Kendi kendimizle yaşadığımız ilişki en güçlü ve belirleyici ilişkidir hayatta. Kendimize verdiğimiz değer hem psikolojik ve fiziksel sağlığımızı hem de diğer insanlarla ilişkimize yön verir. Peki, hayatımızı değiştirmek için kendimize tutumumuzu değiştirsek nasıl olurdu hiç düşündünüz mü? Tüm dünyaya sunduğumuz şefkat ve sevgi duygumuzu kendimizle paylaşsak, hayatımıza neleri katardık? 

Bizi kendimize karşı bu kadar hırçın ve acımasız yapan neydi? Biz ne zaman öğrendik en çok kendimizi suçlamayı ve en çok kendimizi küçümsemeyi? Ne zamandır acıtıyoruz bu denli canımızı ve dövüyoruz kendimizi. Evet, ben dövmek diyorum bunun adına. Bazen kendimi öyle acımasız eleştirirken buluyorum ki kendimi. Dayak yemiş gibi hissediyorum sonunda. Başıma gelmedi demeyin hayatlarımızın bir yerinde mutlaka yapıyoruz bunu kendimize.
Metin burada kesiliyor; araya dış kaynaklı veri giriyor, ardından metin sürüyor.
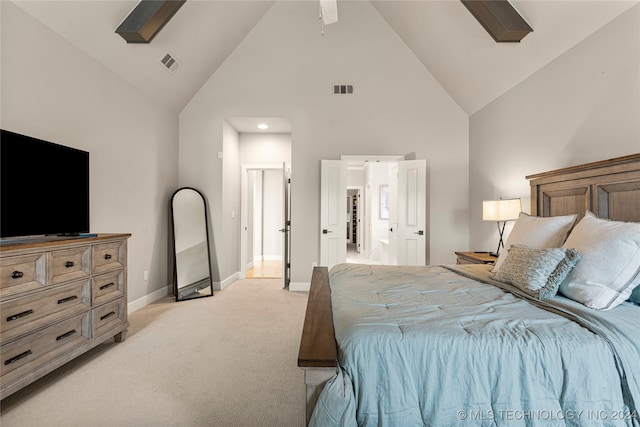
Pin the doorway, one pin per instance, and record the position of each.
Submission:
(393, 219)
(264, 159)
(265, 219)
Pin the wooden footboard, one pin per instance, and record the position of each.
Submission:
(318, 354)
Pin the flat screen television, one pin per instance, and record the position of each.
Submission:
(44, 187)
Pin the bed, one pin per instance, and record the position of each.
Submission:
(492, 345)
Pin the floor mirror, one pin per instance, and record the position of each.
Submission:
(192, 261)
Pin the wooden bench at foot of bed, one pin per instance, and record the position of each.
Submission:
(318, 354)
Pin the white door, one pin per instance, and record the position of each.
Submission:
(286, 225)
(393, 214)
(412, 197)
(333, 212)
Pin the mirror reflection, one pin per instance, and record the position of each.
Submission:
(192, 268)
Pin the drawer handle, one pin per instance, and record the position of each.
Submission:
(67, 299)
(65, 335)
(19, 315)
(106, 316)
(108, 285)
(18, 357)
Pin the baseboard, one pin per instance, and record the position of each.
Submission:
(299, 286)
(148, 299)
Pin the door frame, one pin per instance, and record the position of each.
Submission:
(244, 204)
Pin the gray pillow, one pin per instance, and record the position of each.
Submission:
(537, 272)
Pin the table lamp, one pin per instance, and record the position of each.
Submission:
(501, 211)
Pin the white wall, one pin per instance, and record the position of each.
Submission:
(270, 149)
(54, 91)
(286, 68)
(582, 107)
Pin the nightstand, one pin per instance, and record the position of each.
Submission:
(475, 258)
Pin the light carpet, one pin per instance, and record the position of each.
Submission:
(229, 360)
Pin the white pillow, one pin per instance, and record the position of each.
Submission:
(609, 269)
(538, 233)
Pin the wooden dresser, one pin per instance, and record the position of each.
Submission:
(59, 297)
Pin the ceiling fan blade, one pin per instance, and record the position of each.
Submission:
(329, 10)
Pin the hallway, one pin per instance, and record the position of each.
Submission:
(265, 270)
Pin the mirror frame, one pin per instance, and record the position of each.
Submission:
(173, 238)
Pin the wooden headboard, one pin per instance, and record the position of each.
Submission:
(609, 189)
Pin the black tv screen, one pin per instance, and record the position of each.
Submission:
(44, 187)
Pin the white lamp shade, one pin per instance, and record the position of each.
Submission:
(501, 210)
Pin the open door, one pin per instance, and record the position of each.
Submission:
(333, 213)
(411, 219)
(286, 229)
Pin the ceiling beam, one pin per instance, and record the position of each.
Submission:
(499, 18)
(147, 19)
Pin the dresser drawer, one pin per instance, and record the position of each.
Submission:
(107, 287)
(21, 274)
(108, 316)
(69, 264)
(28, 313)
(109, 256)
(24, 354)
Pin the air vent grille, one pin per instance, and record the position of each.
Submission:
(342, 89)
(170, 63)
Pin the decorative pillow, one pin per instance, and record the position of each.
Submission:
(538, 232)
(537, 272)
(610, 265)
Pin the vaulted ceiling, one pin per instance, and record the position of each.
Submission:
(443, 35)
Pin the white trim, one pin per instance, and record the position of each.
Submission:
(299, 286)
(148, 299)
(365, 158)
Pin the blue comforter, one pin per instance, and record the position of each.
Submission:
(427, 346)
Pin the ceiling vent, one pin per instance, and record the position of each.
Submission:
(343, 89)
(147, 19)
(170, 63)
Kimimiz az kimimiz çok. Bazen en ihtiyaç duyduğumuz anda bazen ise her gün. Bazılarımız iş yaşamında çok küçük bir hata yapmış olsa bile kendisine söylemediğini bırakmaz, kızar ve suçlar. Hatta dünya yıkılmış, işten çıkartılacak ya da işimi kaybedeceğim senaryolarına kadar vardırırız durumu. Anlayış, nezaket ve hoşgörüden yoksun bırakırız kendimizi. Oysa aynı şey iş arkadaşımızın başına gelse, ona şefkatle, duyarlı ve destekleyici şekilde yaklaşırız.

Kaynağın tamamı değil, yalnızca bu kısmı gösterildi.